What could be more natural than illustrating an obituary of a well-known actor with a photograph of them in the role for which they are best-known? For classically trained British actors, those roles are inevitably on television or film. It was a tribute to how good Prunella Scales was across the board that the Guardian had tributes from not one, but two heavyweight theatre critics who could testify to her stage presence, both in the lost testing ground of the British repertory system and also in London’s West End. Some of the lead images even showed her in Shakespearean roles.

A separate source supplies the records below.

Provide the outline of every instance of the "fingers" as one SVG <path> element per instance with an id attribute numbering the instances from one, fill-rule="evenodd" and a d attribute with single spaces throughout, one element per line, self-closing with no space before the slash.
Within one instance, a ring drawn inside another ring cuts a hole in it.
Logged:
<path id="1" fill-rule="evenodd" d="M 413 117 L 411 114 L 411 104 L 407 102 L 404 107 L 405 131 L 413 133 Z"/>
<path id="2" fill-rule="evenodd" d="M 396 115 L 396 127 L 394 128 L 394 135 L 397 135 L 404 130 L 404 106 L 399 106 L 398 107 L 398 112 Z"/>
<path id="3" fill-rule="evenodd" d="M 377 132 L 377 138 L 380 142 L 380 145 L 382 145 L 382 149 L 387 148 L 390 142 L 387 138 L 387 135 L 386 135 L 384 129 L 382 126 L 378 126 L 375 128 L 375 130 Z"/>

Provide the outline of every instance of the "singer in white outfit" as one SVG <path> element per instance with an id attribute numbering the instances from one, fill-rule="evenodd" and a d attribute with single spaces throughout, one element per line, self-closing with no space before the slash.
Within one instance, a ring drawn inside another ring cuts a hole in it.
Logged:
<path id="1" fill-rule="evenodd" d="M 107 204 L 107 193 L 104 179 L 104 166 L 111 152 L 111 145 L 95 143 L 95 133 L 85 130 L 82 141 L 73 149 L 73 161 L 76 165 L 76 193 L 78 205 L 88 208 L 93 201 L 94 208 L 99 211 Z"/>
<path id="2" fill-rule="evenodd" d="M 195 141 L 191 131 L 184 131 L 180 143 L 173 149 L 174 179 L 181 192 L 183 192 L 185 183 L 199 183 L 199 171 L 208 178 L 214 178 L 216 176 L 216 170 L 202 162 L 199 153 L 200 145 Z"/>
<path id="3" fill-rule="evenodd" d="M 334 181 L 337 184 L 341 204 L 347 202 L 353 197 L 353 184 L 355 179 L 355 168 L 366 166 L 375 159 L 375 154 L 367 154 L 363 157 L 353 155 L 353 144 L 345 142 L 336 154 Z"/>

Rakewell makes no apology, however, for remembering Scales as Sybil in Fawlty Towers. One of the delights of rewatching the series – all 12 episodes of it – is seeing her character effortlessly run circles around John Cleese’s maniacally flailing Basil, exposing him as a leading man who is merely following in her wake. When Basil beats his broken-down car with a branch, nothing could be more in character or more futile. When Sybil sets about a cowboy builder with a tightly furled umbrella she means business. And few actors could get so much sonic variation out of the three words but many swooping syllables of Scales saying ‘Oh, I know’ on the telephone.

Her control was absolute – and perhaps easier to see in the TV adaptation of Alan Bennett’s A Question of Attribution when she duels, silkily, with the art historian and Soviet spy Anthony Blunt. (Your roving correspondent has long been tickled by the casting of Scales’s son Samuel West as Blunt in two separate TV series, nearly 20 years apart.). The same control is there in the marvellous adaptation of E.F. Benson’s Mapp and Lucia novels starring Prunella Scales as Miss Mapp and Geraldine McEwan as Lucia (and Nigel Hawthorne as Georgie). Scales tilting her cloche-hatted head as she goes into social battle with her more modish rival is one of the more menacing gestures of 1980s television.

It’s a tribute to the writing of Fawlty Towers and to Scales’s performance that, while it’s possible to see Sybil through Basil’s eyes, it is more rewarding to imagine the world according to Sybil. (For the record, your roving correspondent feels the same way about Miss Piggy and The Muppet Show and Margo Leadbetter in The Good Life.) Fifty years after the first episode was broadcast in September 1975, watching Scales cut a swathe through the surrounding nonsense in a hairdo that is the definition of soigné, it’s even possible to believe in progress.